Bears back on the hardwood: Basketball season preview
Tuesday night in Chicago, four of the most storied Division I men’s basketball programs—Duke University, Michigan State University, University of Kansas and University of Kentucky—started the season in earnest. This weekend, two of the most storied programs in Division III—the two Washington University basketball teams—will tip off their seasons. With both teams ranked in the top 10—the men at nine and the women at 10—there will plenty of reason for eyes around the country to turn to the Francis Fieldhouse this winter. For the women, this season will be about how a perennial contender manages in the first year without a talismanic head coach. On the men’s side, this season will be defined in the playoffs, when the talented group of seniors take one last shot at an NCAA tournament run.
The narrative for this year’s women’s basketball Bears was set all the way back on March 22, when Nancy Fahey was announced as the new head coach for the University of Illinois. It is difficult to overstate the impact Fahey had on the program. She took over the women’s basketball team in 1986—only seven years after it was founded—and in her 31 years in St. Louis led the Bears to 23 UAA titles and five national championships. The court is literally named after her—half-named after her at least.
It would be unrealistic to expect new head coach Randi Henderson to reach the peak of the Fahey era in her first year as head coach. Fahey herself took a while to reach that peak, waiting four years before reaching a Final Four and another seven after that before taking home the ultimate prize.
However, Henderson comes into her career as a Bear with a pretty sterling resume. She is coming off two years as assistant coach at Division I University of North Carolina at Charlotte, but she also has 10 years as a Division III head coach under her belt. In nine years as head coach at Coe College, she only had a single losing season, finishing her tenure with a .630 winning percentage.
Henderson inherits a talented team from Fahey. The star of the show will likely be junior Madeline Homoly. The 6-foot-2 forward was named a pre-season All-American by D3Hoops.com earlier this month, and she averaged 14.4 points and 6.7 boards in her first season with the Bears after transferring from the University of South Dakota for her sophomore season. Relegated to the bench last year behind fellow Division I transfers Zoe Vernon and Jen Dynis, expect to see Homoly take an even more central role in the Wash. U. offense this year.

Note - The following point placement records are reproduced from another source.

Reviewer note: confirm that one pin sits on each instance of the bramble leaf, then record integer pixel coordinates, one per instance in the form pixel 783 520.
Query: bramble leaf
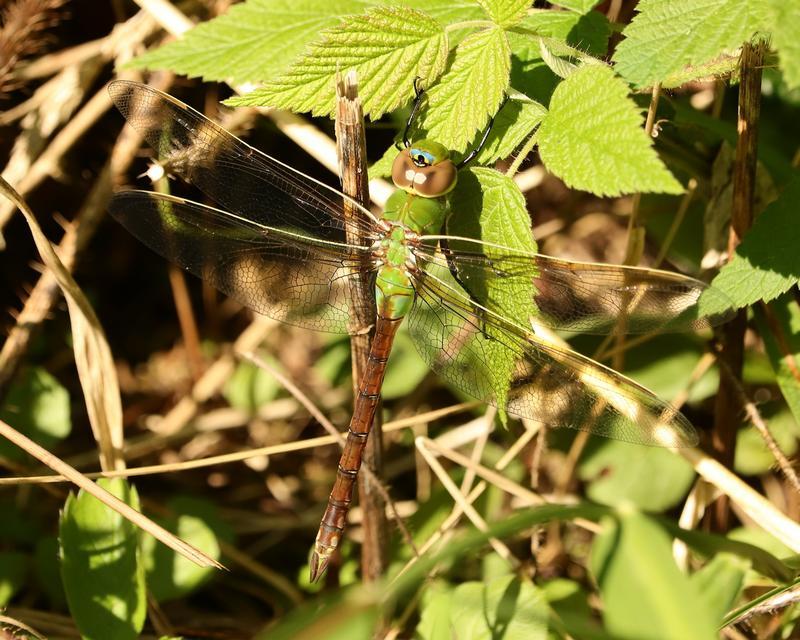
pixel 487 205
pixel 580 6
pixel 505 12
pixel 785 29
pixel 665 37
pixel 253 42
pixel 470 91
pixel 592 138
pixel 38 406
pixel 512 125
pixel 765 264
pixel 779 327
pixel 388 47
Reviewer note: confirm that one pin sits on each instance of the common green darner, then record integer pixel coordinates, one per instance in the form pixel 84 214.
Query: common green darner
pixel 280 246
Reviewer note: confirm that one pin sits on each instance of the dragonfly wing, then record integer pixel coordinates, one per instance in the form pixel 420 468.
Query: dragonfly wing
pixel 277 273
pixel 233 174
pixel 485 355
pixel 581 296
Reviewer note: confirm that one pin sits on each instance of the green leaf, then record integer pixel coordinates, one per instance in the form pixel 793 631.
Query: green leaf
pixel 652 478
pixel 488 206
pixel 667 36
pixel 100 566
pixel 529 73
pixel 170 575
pixel 765 264
pixel 592 138
pixel 13 572
pixel 562 67
pixel 436 609
pixel 253 42
pixel 720 582
pixel 513 124
pixel 779 327
pixel 588 33
pixel 581 6
pixel 48 574
pixel 250 387
pixel 389 47
pixel 38 406
pixel 471 89
pixel 505 12
pixel 505 607
pixel 785 28
pixel 644 594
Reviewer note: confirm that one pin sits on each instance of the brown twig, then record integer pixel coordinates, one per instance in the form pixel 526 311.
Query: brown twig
pixel 352 151
pixel 761 426
pixel 727 413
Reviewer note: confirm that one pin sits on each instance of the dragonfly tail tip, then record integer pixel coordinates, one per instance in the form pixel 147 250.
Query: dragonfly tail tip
pixel 318 566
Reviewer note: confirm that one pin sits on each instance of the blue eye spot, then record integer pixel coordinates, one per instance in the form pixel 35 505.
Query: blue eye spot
pixel 421 157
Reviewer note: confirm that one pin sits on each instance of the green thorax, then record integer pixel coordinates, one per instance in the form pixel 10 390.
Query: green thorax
pixel 422 215
pixel 424 175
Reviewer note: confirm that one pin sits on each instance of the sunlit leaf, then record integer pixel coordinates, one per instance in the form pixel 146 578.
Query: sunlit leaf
pixel 505 12
pixel 436 609
pixel 765 264
pixel 471 89
pixel 664 37
pixel 785 29
pixel 388 47
pixel 488 206
pixel 242 45
pixel 581 6
pixel 480 609
pixel 592 138
pixel 720 582
pixel 641 587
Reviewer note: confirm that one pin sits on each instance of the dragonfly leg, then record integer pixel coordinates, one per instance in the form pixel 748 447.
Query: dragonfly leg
pixel 418 93
pixel 471 155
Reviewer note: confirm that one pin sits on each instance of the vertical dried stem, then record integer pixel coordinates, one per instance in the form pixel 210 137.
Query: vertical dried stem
pixel 351 143
pixel 727 414
pixel 635 240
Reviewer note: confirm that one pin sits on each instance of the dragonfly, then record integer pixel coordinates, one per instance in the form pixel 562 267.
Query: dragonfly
pixel 292 248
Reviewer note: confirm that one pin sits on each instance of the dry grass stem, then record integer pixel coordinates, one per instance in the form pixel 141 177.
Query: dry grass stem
pixel 464 504
pixel 92 354
pixel 110 500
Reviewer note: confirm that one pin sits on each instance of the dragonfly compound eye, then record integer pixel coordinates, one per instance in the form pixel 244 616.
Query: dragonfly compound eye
pixel 426 180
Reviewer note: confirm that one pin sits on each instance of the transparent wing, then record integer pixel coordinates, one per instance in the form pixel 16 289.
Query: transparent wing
pixel 581 296
pixel 481 353
pixel 279 273
pixel 233 174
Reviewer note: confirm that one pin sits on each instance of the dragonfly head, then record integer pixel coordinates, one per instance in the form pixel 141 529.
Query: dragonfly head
pixel 425 169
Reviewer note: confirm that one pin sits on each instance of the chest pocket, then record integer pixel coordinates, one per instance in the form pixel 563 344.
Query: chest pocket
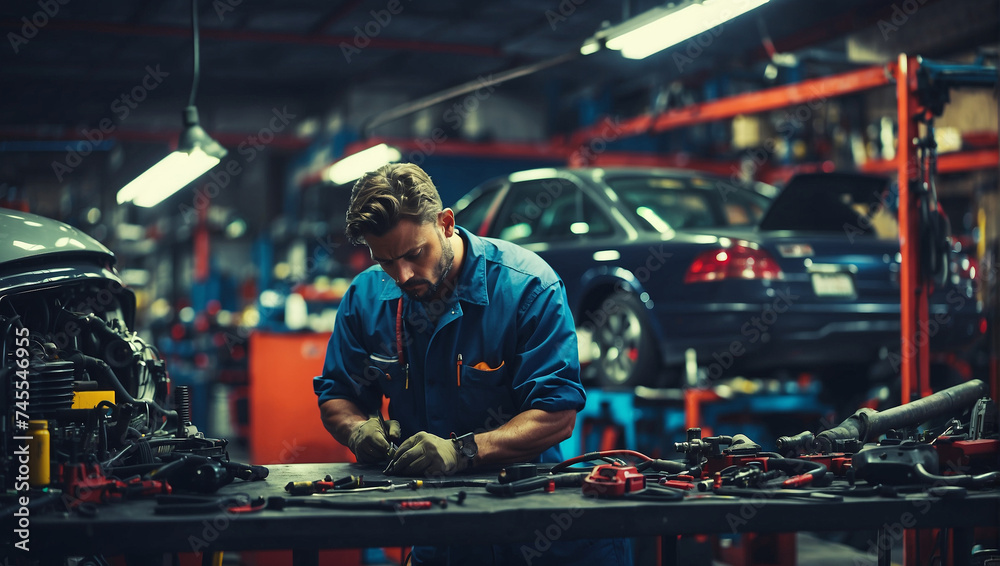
pixel 482 375
pixel 385 371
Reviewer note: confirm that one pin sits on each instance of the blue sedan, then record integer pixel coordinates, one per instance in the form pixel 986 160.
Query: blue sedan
pixel 664 268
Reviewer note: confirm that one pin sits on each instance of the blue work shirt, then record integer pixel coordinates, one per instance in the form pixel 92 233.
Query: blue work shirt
pixel 507 317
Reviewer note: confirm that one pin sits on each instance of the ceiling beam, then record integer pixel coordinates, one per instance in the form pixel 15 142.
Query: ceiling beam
pixel 92 27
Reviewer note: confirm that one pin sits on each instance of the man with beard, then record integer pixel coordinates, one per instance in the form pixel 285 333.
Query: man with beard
pixel 472 341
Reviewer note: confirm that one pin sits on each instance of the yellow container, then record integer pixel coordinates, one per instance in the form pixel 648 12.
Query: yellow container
pixel 38 452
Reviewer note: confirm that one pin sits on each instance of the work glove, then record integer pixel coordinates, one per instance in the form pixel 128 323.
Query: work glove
pixel 425 454
pixel 372 441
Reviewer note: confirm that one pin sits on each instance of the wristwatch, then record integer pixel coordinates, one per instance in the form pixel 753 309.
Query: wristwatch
pixel 466 446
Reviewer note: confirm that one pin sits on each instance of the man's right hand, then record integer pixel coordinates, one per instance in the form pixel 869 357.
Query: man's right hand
pixel 370 441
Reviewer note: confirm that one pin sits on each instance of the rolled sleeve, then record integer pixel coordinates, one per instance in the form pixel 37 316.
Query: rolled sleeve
pixel 346 369
pixel 548 377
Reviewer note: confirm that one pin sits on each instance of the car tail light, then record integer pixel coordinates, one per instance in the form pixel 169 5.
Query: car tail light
pixel 735 262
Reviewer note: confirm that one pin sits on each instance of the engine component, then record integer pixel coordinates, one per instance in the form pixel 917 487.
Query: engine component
pixel 894 465
pixel 867 424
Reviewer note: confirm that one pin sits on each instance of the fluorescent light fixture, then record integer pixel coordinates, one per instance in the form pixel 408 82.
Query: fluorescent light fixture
pixel 354 166
pixel 196 154
pixel 532 175
pixel 196 151
pixel 590 46
pixel 662 27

However, the Bears are not going to simply spend four months dumping the ball inside, and Henderson has plenty of talented guards on her roster. Wash. U. features one of its best-ever shooting backcourts; senior Natalie Orr and junior Rachael Sondag are first and third in three-point shooting percentage in program history. Coming off the bench last year, junior Becca Clark-Callender led the team in assists, and her playmaking ability at the point guard position will likely be another key for the Bears’ offense.
When the Wash. U. women’s basketball team takes the court against Luther College Friday night, it will do so without Nancy Fahey for the first time since 1985, opening a brand-new era in the Bears’ history books. The Fahey chapter finished with a 26-3 record and UAA championship. The opening of the Henderson chapter will be written Friday.
While the women’s basketball season will likely be defined by change, the men’s will likely be defined by continuity. Mark Edwards—the Bears’ longtime coach who gives his name to the first half of the Edwards-Fahey court—still prowls the sideline. And Wash. U. will more than likely start five seniors, the majority of whom have played heavy minutes for most of their collegiate careers.
If the crop of seniors can be said to have a star, it is senior Andrew Sanders. Selected as pre-season All-American by not one but two separate publications, Sanders comes off a junior season in which he was the third-highest scorer in the UAA. He is a talented and efficient inside scorer, notching a career-best 54.1 shooting percentage last year, even while taking a higher volume of shots.
While Sanders will probably be the team’s leading scorer, and may pick up most of the accolades, he is far from the only key senior on the team. Senior David Schmelter will man the five spot for the Bears. Schmelter was last year’s leader in rebounds and blocks.
Senior point guard Kevin Kucera also returns for another year running the Wash. U. offense, after leading the team with 6.4 assists per game. Kucera was an all-UAA selection as a junior, and was also second on the team in scoring, able to both explode to the hoop and create a jumper off the dribble.
After a year as one of the first men off the bench, senior Jake Knupp will join Kucera in the backcourt for playmaking duties. The Bears will count on Knupp for another season of mistake-free basketball, after leading all of Division III in assist-to-turnover ratio last year.
Rounding out the senior-centric starting lineup will be forward Matt Highsmith. After starting 13 games as a sophomore, Highsmith was constrained to the bench last year. Highsmith, however, thrived in his role off the pine and averaged double-digit points for the first time in his career.
Edwards also has plenty of players to turn to off the bench. Junior Marcus Meyer was a key role player last year and should become an even bigger offensive cog this year. Sophomore Matt Nester also returns after being a key contributor last year, and sophomore classmate Hank Hunter will look to get significant minutes as a forward off the bench after missing his entire rookie season with injury. One freshman to watch for the Bears is guard Jack Nolan, who averaged 17.5 points per game in high school and was an Illinois Mr. Basketball finalist as a high school senior.
Ultimately, this season will be last hurrah for the starting five seniors in the playoffs. While all five have had impressive collegiate careers, their postseason record leaves something to be desired. As a group, they have won a single NCAA tournament game, their first round victory over Wilmington College last year.
No Wash. U. men’s basketball player has been past the second round of the playoffs since 2009. This group of seniors is poised to maybe break that streak, boasting a rare level of collective experience. If they can get past that second round hurdle, who knows? The last time the Bears made it out of the first weekend of the NCAA tournament, they won the whole thing.